The white paper also highlights concerns previously raised by the Comptroller and Auditor General (CAG). In 2022, the CAG warned that allowing KIIFB to operate outside the state's budget framework could push Kerala into a debt trap.
For years, KIIFB borrowings were kept outside Kerala's fiscal deficit calculations. Following the CAG's observations, the Union government began deducting KIIFB's annual expenditure from Kerala's open market borrowing limits, effectively bringing KIIFB-linked liabilities into the state's fiscal calculations.
Since KIIFB was originally conceived as an off-budget financing mechanism, the white paper argues that this change has eroded the institution's core advantage. It is in this context that the report concludes that KIIFB's fundamental premise has been undermined.
KIIFB CEO’s powers
The white paper is also critical of the extensive powers granted to the KIIFB Chief Executive Officer. A 2017 government order had conferred the powers of ex-officio Secretary, Finance (Infrastructure) Department, on the KIIFB CEO. The report argues that such an arrangement was inconsistent with the state's Rules of Business.

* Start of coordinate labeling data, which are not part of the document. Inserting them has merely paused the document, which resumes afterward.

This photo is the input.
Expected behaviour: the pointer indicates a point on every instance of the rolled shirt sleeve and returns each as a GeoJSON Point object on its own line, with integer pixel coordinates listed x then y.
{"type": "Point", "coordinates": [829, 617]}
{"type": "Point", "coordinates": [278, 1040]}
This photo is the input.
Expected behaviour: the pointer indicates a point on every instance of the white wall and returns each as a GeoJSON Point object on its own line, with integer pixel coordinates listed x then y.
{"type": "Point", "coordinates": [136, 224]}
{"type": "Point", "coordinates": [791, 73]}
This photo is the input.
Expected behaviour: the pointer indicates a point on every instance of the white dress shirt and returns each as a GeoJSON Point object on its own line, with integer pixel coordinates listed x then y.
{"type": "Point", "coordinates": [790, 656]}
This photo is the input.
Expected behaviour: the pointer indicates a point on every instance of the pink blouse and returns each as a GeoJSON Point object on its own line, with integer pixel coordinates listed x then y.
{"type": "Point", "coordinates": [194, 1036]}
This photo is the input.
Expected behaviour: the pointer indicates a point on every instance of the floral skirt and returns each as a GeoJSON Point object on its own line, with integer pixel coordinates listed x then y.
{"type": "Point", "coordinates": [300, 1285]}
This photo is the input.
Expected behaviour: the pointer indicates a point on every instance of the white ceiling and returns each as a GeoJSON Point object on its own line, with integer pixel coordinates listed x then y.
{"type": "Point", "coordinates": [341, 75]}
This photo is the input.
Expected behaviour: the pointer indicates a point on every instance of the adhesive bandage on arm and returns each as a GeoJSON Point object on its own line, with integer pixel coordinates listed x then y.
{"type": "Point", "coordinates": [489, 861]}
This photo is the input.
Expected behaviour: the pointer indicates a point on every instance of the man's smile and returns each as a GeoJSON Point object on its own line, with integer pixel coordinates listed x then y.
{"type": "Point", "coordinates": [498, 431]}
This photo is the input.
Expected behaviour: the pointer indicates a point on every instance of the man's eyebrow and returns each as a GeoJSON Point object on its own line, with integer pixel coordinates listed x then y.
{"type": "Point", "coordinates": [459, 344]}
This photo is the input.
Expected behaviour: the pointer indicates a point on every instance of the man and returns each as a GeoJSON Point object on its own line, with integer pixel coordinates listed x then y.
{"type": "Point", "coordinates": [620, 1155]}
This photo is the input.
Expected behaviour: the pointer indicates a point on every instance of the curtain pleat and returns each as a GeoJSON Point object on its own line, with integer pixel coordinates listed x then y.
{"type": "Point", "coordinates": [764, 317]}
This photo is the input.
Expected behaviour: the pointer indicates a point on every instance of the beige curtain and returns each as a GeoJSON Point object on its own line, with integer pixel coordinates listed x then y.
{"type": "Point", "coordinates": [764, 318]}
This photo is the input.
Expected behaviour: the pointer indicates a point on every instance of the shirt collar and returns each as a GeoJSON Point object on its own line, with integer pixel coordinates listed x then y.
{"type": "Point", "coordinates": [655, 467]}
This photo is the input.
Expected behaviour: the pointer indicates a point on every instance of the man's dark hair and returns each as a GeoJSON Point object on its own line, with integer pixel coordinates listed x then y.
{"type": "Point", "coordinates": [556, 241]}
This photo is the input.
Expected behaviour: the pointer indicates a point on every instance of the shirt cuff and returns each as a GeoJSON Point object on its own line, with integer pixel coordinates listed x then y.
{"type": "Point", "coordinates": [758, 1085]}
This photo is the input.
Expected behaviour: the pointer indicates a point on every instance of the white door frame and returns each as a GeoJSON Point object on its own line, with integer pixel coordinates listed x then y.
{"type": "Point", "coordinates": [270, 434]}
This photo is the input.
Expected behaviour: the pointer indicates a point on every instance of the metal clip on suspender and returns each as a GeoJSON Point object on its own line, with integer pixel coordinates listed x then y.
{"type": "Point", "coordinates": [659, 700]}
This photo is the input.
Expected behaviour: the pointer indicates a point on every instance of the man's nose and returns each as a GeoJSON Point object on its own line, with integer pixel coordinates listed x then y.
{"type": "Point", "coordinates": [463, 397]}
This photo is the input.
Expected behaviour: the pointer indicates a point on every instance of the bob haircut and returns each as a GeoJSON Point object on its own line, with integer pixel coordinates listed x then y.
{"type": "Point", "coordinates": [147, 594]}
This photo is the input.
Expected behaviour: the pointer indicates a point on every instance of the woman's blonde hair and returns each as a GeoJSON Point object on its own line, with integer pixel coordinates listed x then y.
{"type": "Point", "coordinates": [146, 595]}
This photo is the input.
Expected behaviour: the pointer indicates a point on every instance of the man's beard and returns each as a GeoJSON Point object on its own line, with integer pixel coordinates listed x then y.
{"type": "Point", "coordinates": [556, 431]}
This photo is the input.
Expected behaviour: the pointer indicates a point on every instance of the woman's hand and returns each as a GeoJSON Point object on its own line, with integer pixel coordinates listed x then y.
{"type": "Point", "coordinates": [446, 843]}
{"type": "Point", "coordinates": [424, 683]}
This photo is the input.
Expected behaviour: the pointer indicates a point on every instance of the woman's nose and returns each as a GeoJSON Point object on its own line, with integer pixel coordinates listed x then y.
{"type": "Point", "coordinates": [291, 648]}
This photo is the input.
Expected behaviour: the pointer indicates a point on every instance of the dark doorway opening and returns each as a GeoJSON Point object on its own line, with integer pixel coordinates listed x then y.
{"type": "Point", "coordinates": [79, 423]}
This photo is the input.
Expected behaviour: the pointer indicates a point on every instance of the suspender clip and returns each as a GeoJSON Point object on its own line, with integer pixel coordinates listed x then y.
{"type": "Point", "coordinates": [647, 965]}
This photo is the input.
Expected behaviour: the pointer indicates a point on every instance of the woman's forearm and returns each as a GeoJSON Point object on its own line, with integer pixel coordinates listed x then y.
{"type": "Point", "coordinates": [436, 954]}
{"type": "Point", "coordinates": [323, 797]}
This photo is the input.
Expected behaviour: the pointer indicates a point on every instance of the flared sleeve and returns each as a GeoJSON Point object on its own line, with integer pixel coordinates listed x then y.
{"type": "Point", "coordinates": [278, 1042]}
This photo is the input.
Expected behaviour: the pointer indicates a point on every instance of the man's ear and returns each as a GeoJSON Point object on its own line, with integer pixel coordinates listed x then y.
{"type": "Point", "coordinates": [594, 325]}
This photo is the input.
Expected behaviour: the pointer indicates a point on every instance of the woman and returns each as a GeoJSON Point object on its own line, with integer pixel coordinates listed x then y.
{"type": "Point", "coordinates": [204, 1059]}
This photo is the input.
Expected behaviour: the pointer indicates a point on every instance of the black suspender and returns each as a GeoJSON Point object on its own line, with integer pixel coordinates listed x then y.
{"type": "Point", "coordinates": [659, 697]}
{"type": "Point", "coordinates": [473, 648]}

"This is not good financial management as officers outside the governmental system must not be empowered to issue spending orders on behalf of the Government. This is a structural irregularity that was corrected only in 2025," the white paper states.
What next
The white paper recommends that the state stop diverting revenues into KIIFB's escrow accounts and instead use budgetary borrowings to meet the institution's liabilities. It also proposes that KIIFB should no longer be permitted to borrow independently from external sources. Instead, the Finance Department should raise funds at lower interest rates and channel them to KIIFB.
The report further states that the KIIFB Act, 2016, should be amended, arguing that the institution's continued operation under its current legal framework has become untenable.
At the same time, the white paper acknowledges that KIIFB has developed valuable expertise in market borrowing, project appraisal, technical inspections, climate-resilient infrastructure and integrated IT systems. It recommends that these institutional capacities be absorbed into government departments rather than dismantled.
The report also calls for a forensic audit of KIIFB's accounts, including an examination of Masala Bond issuance costs, consultancy payments routed through the Chief Managing Director, and instances where borrowed funds were redeposited with banks.
As an interim measure, KIIFB should prepare a comprehensive statement of its obligations, including principal repayments, interest liabilities, project funding commitments and project completion schedules, to provide the government and legislature with a transparent picture of the state's commitments, it adds.